|Man's Hope of Avoiding Eviction Dashed|
|By SUSANNA KIM (@skimm)||Jun 20, 2013, 8:01 AM|
After raising money from Internet donors, a 92-year-old man's attempts to buy back from his daughter the house he built have been rejected as he awaits his eviction hearing next week.
John Potter of Zaleski, Ohio, received an eviction notice from his daughter, Janice Cotrill, and son-in-law earlier this year, saying they had terminated his "existing lease."
"To me the situation is just so heartbreaking," said Fraley, who believes the judge will have no choice but to evict her grandfather, a World War II veteran. Fraley said she cried when her grandfather's attorney told her the recent offer for the home was rejected.
Potter said he's fought some battles and won some, and this is not one he expected to lose.

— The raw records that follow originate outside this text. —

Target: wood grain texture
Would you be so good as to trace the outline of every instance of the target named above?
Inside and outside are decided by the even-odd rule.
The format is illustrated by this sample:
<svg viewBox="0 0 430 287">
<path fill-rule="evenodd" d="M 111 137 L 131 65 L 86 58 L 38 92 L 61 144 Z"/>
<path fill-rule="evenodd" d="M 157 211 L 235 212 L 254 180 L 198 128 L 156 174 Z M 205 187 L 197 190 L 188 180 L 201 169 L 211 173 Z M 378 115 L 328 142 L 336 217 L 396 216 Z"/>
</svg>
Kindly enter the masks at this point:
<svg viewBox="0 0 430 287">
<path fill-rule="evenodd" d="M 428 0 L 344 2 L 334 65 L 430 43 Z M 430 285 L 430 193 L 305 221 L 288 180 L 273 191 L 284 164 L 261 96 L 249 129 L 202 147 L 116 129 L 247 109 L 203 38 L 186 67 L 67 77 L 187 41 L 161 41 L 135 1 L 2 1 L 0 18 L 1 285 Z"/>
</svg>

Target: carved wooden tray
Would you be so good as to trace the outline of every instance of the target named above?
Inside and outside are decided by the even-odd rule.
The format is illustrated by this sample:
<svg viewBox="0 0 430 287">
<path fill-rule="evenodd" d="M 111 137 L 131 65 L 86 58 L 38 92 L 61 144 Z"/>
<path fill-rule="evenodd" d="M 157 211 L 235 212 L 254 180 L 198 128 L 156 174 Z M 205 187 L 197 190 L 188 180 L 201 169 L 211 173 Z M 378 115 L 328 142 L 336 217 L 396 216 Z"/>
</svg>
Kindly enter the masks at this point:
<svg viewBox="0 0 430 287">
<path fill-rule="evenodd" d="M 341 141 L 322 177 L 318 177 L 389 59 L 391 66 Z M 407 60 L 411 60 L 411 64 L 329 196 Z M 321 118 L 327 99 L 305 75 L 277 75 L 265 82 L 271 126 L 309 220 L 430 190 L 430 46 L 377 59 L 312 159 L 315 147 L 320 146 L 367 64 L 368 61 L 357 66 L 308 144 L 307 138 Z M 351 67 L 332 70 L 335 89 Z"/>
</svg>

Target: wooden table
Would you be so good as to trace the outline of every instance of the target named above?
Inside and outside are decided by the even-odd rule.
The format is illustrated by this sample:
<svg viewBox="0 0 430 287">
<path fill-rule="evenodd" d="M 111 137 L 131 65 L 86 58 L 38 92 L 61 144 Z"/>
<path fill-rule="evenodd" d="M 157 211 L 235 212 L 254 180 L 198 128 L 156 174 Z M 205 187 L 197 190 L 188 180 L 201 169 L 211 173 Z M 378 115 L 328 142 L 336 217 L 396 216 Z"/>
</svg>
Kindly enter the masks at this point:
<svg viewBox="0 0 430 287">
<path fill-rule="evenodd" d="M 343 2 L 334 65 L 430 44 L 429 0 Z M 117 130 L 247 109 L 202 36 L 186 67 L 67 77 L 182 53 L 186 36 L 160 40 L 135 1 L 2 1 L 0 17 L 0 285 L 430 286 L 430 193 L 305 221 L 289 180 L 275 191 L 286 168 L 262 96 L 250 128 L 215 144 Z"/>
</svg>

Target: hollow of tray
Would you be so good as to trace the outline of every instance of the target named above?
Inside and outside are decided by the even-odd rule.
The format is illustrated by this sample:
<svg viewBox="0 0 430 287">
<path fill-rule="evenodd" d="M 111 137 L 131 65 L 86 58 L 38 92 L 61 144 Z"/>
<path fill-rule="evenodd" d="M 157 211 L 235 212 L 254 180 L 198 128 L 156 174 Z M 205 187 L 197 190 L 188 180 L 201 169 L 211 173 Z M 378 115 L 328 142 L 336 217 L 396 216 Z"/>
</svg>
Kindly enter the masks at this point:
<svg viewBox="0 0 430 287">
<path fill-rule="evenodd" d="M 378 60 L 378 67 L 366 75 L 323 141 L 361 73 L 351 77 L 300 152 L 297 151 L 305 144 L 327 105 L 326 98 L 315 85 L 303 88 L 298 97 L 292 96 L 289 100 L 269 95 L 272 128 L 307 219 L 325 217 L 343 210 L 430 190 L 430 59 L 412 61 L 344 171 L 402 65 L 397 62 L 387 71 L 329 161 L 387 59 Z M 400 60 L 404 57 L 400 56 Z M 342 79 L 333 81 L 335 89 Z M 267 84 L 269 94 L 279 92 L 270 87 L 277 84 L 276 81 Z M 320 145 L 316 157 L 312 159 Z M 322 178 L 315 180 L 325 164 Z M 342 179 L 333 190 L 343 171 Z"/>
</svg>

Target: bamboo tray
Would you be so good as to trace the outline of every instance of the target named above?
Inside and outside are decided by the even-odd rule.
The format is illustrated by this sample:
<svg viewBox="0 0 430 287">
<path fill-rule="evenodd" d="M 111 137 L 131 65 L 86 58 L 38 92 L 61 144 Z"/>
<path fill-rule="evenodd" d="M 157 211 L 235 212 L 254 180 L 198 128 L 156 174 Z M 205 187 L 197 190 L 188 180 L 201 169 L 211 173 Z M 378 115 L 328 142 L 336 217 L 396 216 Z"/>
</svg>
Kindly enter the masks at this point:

But he said, "We are going to walk away with our heads held high."
An eviction hearing is scheduled for June 26 at the Vinton County Courthouse after it was originally set for June 12.

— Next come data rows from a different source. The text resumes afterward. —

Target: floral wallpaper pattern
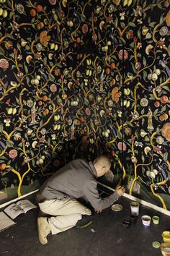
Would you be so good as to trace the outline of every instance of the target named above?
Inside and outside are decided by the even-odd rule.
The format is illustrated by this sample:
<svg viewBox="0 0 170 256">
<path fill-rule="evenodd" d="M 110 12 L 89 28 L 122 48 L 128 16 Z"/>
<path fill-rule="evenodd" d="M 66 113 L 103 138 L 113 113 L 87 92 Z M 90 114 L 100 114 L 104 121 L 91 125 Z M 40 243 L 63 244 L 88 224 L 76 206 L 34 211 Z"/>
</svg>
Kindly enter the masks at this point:
<svg viewBox="0 0 170 256">
<path fill-rule="evenodd" d="M 0 0 L 1 202 L 107 153 L 170 208 L 169 26 L 168 0 Z"/>
</svg>

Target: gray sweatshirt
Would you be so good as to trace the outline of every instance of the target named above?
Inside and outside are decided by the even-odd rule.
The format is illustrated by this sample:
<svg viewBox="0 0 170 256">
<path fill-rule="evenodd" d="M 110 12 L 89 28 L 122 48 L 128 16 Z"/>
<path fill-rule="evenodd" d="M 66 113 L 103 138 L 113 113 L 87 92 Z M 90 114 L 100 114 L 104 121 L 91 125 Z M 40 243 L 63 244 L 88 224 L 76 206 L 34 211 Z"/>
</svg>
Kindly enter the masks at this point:
<svg viewBox="0 0 170 256">
<path fill-rule="evenodd" d="M 73 160 L 52 175 L 40 187 L 40 194 L 47 200 L 64 200 L 86 197 L 92 207 L 100 211 L 118 199 L 116 192 L 102 198 L 97 189 L 97 174 L 92 162 L 81 158 Z"/>
</svg>

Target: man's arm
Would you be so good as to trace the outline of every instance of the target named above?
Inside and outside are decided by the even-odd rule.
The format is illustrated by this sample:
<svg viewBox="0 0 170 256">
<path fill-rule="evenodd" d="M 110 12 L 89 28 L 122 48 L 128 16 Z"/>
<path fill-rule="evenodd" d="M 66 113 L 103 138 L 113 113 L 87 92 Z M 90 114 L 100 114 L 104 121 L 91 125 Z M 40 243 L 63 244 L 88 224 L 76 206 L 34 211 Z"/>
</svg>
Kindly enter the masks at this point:
<svg viewBox="0 0 170 256">
<path fill-rule="evenodd" d="M 86 182 L 83 190 L 84 195 L 97 212 L 101 212 L 103 209 L 110 206 L 122 195 L 125 192 L 123 187 L 119 187 L 111 195 L 102 198 L 97 189 L 97 182 L 95 180 Z"/>
</svg>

"He knows that we tried everything," said Fraley, 35.
Potter had a market appraisal conducted on the home which showed that its value was $47,000 plus a tract of land worth $2,830, together which was much lower than the value he and his granddaughter had expected.
They made an offer to Cottrill through their attorney for the market value of the home and received a counter-offer that was about $85,000 plus about $4,000 and $11,500 for the eviction process and attorney fees.
Potter said he is reluctant to offer more than what the market appraisal for the home indicated.
After discussing with his granddaughter and attorney, Potter made a second offer of $60,005.23 on June 13, but Cottrill, they said, declined that as well without a counter-offer.
In a document shown to ABC News, a rejection letter from the attorney of Cottrill and her husband, dated June 14 states, "They find the offer unacceptable and decline the same."
Cottrill declined to comment to ABC News.
The story goes back to 2004, when Potter and his wife, who has since died, gave the general power of attorney to his daughter for future matters if they declined in health, including to take care of her autistic adult brother, now 64. His daughter Janice Cottrill eventually used that power to allegedly convey the deed to the one-story home to herself, Fraley said. In 2010, Potter said he learned of the deed transfer and switched power of attorney to his granddaughter, Fraley.
A second action is pending in probate court over what kind of contact Potter can have with his son, who is living with Cottrill. Her husband is the guardian of her brother. On a temporary order issued about six months ago, Potter has visitation rights to see his son.
Tim Gleeson, Potter's attorney, said, "We think it makes a lot of sense to try to resolve both cases."
Gleeson said the independent market appraisal is derived from recent sales of similar homes in the area. Gleeson said if Cottrill or her attorney had an issue with the appraisal, they might be open to Cottrill conducting another one. But without a counter-offer from the other party, Gleeson said the next alternative is to look for other housing for Potter.
"It's just one of the saddest cases I've been involved in," said Gleeson. "Mr. Potter is a delightful gentleman and his granddaughter is so loving. I'm discouraged that it may not end in a good result. But we'll keep trying."
Fraley said she has considered alternative housing options for her grandfather, including building an addition to his caretaker's home, or buying a new home. She said the money raised by GoFundMe.com has stayed untouched and she says she is willing to be completely transparent with how the money is used by her grandfather.
Potter, who mostly relies on his pension for income, is not paying rent to his daughter
"Everyone who sent us money said they didn't want to give a dime of to [Cottrill]. People told my grandfather to take the money and buy a different house," Fraley said.
Fraley, who said she moved from San Diego for a nursing job in Columbus, Ohio, to be closer to her grandfather, said it is not possible for her to move to rural Zaleski due to her commute, which is about an hour and a half south of Columbus.
Potter wants to stay near his friends and his son, so Fraley said she would hope for him to stay in the same community. But she is concerned about the impact that a move will have on her grandfather, who turned 92 on May 23.
"For me, the hardest part in all this is what it's going to do to him: taking a 92-year old man and forcing him to leave his home. I was trying to keep it so he could have a calm, quiet end of life. His health is weaker," she said. "Right now I don't think he truly believes this is happening, because he never thought this would happen."